Les perspectives divergentes sur le rôle du GIEC comme promoteur démontrent la nécessité d’une approche plus large et plus inclusive de l’adaptation transformationnelle ; une approche qui ne se contente pas d’aborder les aspects biophysiques du changement climatique mais qui remet aussi en cause et transforme les conditions sociopolitiques et économiques qui aggravent les injustices. 

Et après ? 

Alors que l’adaptation quitte les marges pour s’installer dans le grand public, elle influence – et est influencée par – l’interaction complexe entre réalités environnementales et facteurs socio-politiques. Pour que l’adaptation soit véritablement transformative, elle doit être équitable, bien soutenue et intégrée dans des cadres sociaux et économiques plus larges. Ce changement va au-delà d’un simple ajustement politique ; il nécessite une remise en cause fondamentale de notre approche de la gouvernance climatique au niveau mondial. 
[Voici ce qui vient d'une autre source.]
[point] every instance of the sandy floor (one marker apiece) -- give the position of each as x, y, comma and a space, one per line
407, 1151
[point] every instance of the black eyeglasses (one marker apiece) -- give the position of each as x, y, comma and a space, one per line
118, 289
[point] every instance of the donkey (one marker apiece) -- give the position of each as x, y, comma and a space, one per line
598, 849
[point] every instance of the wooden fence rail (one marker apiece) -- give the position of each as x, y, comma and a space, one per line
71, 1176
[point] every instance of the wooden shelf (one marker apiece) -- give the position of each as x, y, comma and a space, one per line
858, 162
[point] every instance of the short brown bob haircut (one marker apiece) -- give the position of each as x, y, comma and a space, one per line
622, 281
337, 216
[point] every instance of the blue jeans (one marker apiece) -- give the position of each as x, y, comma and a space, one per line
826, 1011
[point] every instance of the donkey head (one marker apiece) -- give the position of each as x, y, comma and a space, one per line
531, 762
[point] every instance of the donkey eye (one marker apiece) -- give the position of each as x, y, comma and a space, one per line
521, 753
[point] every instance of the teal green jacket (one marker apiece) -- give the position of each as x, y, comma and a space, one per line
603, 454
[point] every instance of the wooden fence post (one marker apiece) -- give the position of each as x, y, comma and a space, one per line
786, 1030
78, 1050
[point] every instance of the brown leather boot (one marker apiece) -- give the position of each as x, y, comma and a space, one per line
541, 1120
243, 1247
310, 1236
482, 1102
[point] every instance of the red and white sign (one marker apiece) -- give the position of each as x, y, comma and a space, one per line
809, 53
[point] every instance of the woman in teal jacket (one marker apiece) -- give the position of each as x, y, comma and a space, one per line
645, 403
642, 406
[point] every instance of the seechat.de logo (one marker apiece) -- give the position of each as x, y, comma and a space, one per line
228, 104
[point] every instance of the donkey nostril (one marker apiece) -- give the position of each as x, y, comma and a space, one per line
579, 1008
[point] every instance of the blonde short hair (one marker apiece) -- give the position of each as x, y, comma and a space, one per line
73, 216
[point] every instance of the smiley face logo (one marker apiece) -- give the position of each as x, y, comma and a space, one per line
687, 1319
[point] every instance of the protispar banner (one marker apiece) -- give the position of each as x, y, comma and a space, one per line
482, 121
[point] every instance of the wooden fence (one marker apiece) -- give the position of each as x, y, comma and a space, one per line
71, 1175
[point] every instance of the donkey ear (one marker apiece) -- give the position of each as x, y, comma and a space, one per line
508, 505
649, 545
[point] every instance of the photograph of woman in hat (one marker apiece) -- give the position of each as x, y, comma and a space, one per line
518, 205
En regardant vers l’avenir, il est essentiel de se demander si des entités scientifiques comme le GIEC et des forums internationaux tels que les COP sont équipés pour conduire les transformations nécessaires. Compte tenu des défis historiques liés à la mise en œuvre de stratégies d’atténuation efficaces, il existe des inquiétudes légitimes quant à la capacité de ces institutions, souvent lourdes de bureaucratie et influencées politiquement, à promouvoir des mesures d’adaptation qui s’alignent sur les principes de justice climatique. S’attaquer à ces préoccupations est crucial pour éviter de répéter les erreurs et les retards passés dans l’intégration de stratégies d’adaptation efficaces dans les cadres politiques.

Dominique Barthier

Dominique Barthier

Journaliste passionné par la vie publique, j'explore les rouages de la politique française depuis plus de dix ans. J’ai à cœur de rendre l'information accessible, rigoureuse et engageante pour tous les citoyens. Chez ElectionPrésidentielle.fr, je décrypte l’actualité avec une exigence constante de clarté et d’indépendance.